Apanhaste-me literalmente de calças na mão para que eu escrevesse sobre o cinema. Eu nasci sob o signo do cinema. Não porque os meus pais dançavam dentro de casa “Ginger & Fred” (imitando Ginger Rogers e Fred Astaire), mas porque, três meses depois do meu primeiro grito, o meu pai era feito prisioneiro político. O delito que lhe era imputado era, segundo a Polícia Internacional de Defesa do Estado (PIDE), a criação do Cine-Club da Praia. Mas daí escrever sobre o cinema? Tirando os posts de João Branco, de Margarida Fontes, de Tambla e de Matilde, e de César Schofield, poucos são aqueles que escrevem sobre o cinema nestas paragens. Em verdade, ninguém faz crítica de cinema na parvónia. Sou do tempo em que se ia ao cinema, não aos multiplexes de shopping center que tendem a ganhar o mundo (e eu tô por fora, minha Princesa), mas aquele mais pré-histórico onde se poderia chorar, baixinho, em “Milagre de Milão”, de Vittorio de Sica ou rir, também em sussurro, com “O Ditador”, de Charlie Chaplin. Gosto esdrúxulo o meu? Chama-lhe nomes. Sou mais do “Rio Vermelho”, de Howard Hawks, do que “E tudo o Vento Levou”, de Victor Fleming e David Selznick. Bem mais do “Cidadão Kane”, de Orson Welles, que dessa geração fim-de-mundo aficionada em Steven Spielberg, que me não convenceu nem com o “Amistad”. Que o exemplo não se tome por azedume, nem por antipatia, posto que pai de jovem e criança. Que amei “A última ceia”, de Tomás Gutiérrez Alea, diga-se. Amei também “Viridiana”, de Luiz Buñel, assuma-se. Bem como todos – os de Fellini, de Bergman e de Allen. Entrementes, há dias em Lisboa, uma tribo de betinhos, em marcas de roupas, refrigerantes e pipocas, tomou conta do multiplex e arrancava o tal de “Avatar”. Não gostei. Do cheiro a frito que me invadia o filme de James Camerom. Do sorver pela palhinha de algum veneno, dir-se-ia Coca-cola. Sou desse outro tempo, claro está…

Da Bloga

A Bloga, meio incontornável para os escritores mais novos, incluindo os no floreio da idade, é viagem deste pobre mortal. Mas não sem o olhar crítico pela ambivalência que, ao mesmo tempo, acolhe e amplia ciência e esoterismo, talento e incompetência, autoridade e autoritarismo, arte e fraude, tolerância e intolerância, fineza e grosseria, ética e promiscuidade, transparência e anonimato covarde. O que mais espanta são tantos traficantes do ressentimento. Talvez Deus, tudo ou nada queiram que assim seja. Quem sou eu para contrariar?

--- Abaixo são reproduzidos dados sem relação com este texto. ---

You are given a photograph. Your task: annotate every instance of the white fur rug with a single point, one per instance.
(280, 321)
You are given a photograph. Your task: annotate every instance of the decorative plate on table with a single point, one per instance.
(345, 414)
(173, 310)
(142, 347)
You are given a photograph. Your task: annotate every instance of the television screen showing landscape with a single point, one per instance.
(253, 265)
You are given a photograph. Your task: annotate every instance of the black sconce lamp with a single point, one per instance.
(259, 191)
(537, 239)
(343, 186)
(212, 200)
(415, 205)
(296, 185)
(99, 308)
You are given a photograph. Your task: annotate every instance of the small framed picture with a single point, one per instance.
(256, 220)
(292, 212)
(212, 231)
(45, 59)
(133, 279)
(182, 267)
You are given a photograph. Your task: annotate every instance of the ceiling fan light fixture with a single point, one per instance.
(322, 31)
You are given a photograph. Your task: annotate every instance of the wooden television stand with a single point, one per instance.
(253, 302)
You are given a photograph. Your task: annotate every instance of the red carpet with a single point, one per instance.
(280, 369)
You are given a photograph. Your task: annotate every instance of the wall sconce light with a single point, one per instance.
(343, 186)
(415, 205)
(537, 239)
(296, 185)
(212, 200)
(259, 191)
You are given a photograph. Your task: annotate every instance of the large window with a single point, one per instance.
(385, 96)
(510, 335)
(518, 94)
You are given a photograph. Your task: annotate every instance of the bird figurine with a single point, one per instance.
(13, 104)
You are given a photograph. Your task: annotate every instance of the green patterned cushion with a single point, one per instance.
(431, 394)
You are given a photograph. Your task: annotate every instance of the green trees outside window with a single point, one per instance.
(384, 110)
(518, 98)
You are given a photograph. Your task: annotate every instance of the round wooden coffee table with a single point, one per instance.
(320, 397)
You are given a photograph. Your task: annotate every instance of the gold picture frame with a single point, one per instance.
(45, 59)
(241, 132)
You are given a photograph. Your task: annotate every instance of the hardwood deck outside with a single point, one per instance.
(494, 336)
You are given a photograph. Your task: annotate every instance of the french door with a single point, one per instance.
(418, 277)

sexta-feira, abril 02, 2010

KrIol Jazz Festival

Como não saudar e aplaudir um festival que, já na primeira edição, nos apresentou Lenine e Boanaventura, e, consolidando-se em segunda edição, nos prestigia agora com Mário Canonge e Mahattan Transfer? Alguém dirá que aquilo não é puro jazz, mas creio que o grande objectivo dos seus promotores (Câmara Municipal da Praia) e produtores (Harmonia) seja a miscelânea da música de qualidade, tenha ela ou não proximidade ao clássico do Jazz. Fazem-no bem. Com classe e oportunidade. State of the art. O importante, presumo, é fazer da cidade da Praia (e de Cabo Verde) um palco visível e coerente da boa música (nacional e internacional), aquela que transcende a geografia e não se ajoelha aos rótulos apressados. Crioulidade, de onde caboverdianidade também se emerge, é também seguramente a pedra expoente deste momento festivo. Música, maestro!